Dans

Kiss The One We Are Daniel Linehan / Hiatus

Waarom dans ik? Waarom leef ik?

Nee, er ontbreekt geen s in de titel van ‘Kiss The One We Are’, de nieuwe choreografie van Daniel Linehan.  ‘The One’ staat hier voor de groep van negen performers als eenheid en als thuis.  Zo zag ik het. 'The one' is ook die ene cirkelvorm die in telkens nieuwe gedaantes verschijnt, tijdens de voorstelling en doorheen het leven.  
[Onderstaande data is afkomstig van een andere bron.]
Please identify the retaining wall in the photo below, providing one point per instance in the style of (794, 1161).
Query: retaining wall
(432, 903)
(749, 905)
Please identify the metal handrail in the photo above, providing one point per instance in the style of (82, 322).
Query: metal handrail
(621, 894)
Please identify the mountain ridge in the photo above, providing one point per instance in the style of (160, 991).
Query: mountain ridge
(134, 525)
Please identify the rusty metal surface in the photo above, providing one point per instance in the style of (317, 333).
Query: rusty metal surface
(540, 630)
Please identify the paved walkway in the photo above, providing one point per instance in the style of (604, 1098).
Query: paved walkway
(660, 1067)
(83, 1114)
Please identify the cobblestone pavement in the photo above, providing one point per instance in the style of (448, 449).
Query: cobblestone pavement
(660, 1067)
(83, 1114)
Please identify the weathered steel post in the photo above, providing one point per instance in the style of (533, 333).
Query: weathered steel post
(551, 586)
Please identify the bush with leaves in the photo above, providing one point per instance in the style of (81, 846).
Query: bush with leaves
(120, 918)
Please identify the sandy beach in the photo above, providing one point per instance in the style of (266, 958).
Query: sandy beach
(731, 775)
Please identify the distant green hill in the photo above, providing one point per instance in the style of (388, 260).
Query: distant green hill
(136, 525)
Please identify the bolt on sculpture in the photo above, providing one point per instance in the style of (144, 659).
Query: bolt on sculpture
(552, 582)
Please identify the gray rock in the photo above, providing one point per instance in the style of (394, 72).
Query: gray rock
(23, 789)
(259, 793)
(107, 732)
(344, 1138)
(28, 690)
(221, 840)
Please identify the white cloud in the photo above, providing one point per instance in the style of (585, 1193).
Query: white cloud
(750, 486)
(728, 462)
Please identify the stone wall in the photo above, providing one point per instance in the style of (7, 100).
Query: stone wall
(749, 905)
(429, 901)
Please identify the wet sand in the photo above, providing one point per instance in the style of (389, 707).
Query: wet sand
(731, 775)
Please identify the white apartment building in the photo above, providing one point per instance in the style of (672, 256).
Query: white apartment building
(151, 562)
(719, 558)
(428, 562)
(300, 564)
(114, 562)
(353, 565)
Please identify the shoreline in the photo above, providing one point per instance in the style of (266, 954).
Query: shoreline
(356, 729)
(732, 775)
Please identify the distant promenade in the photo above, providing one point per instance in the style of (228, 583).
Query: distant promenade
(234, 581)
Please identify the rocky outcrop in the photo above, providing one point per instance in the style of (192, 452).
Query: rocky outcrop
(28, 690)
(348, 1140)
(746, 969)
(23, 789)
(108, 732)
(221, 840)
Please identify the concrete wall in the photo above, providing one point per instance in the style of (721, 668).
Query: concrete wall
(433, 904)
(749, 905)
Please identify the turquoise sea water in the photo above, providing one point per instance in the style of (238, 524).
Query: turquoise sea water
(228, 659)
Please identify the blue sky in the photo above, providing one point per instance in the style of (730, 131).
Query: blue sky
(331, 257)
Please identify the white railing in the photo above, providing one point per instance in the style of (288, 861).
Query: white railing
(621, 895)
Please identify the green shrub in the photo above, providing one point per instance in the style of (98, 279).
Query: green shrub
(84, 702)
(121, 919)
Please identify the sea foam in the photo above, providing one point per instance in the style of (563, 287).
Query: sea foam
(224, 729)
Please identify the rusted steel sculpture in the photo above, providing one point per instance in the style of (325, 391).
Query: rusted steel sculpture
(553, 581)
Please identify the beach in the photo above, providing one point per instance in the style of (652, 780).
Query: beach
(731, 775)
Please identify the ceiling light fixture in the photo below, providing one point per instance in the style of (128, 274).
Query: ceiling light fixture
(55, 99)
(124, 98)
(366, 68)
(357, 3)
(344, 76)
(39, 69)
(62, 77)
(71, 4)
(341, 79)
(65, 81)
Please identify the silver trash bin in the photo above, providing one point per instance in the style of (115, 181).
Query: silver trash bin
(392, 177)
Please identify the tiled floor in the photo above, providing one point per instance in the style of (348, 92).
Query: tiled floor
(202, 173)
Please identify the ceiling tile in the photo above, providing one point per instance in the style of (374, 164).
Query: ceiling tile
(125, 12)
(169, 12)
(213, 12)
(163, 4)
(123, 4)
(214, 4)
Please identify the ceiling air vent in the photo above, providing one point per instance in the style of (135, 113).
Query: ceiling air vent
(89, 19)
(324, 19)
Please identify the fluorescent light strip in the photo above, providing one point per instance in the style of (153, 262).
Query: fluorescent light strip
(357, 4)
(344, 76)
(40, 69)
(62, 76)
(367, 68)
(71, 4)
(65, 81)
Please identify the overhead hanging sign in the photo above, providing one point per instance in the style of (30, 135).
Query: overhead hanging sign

Uitgelicht door Lieve Dierckx
Kiss The One We Are
Lieve Dierckx Manhattan Studio, tijdelijke locatie Stuk Leuven
27 mei 2023

De titel zegt iets over de taalgevoeligheid van Daniel Linehan. In de solo ‘Not about everything’ uit 2007, het eerste werk dat hij in ons land toonde, was taal al de nexus van zijn beweging. Het was een puntig spel van woorden, humor en ritmische beweging: terwijl de choreograaf obsessief om zijn eigen as tolde had hij het het over alles waar hij het niet over wilde hebben, maar suggereerde via die omweg toch wat zijn (choreografische) drijfveren zijn. In later werk bleven tekst en tekstritme een constante, zowel in repetitieprocessen als voorstellingen en publicaties.  

Bijzonder dus dat er in ‘Kiss The One We Are’ weinig tekst zit - één zin om precies te zijn.  Die komt wel binnen als een uppercut: ‘I don’t know what my future holds after this weekend, and I don’t care’, zingt Anneleen Keppens. Dat citaat uit een song van Björk volgt op een wild dansfeestje op de scène. Met die woorden vat de danseres een tragisch perspectief samen. Het opschrift 'Eat / Sleep / Rave / Repeat'  dat in kleurige letters te lezen valt op de rug van het kostuum van een van de andere dansers, Omagbitse Omagbemi, is er de echo van. Het zijn woorden die de uitzichtloosheid van veel jongeren vandaag reflecteren.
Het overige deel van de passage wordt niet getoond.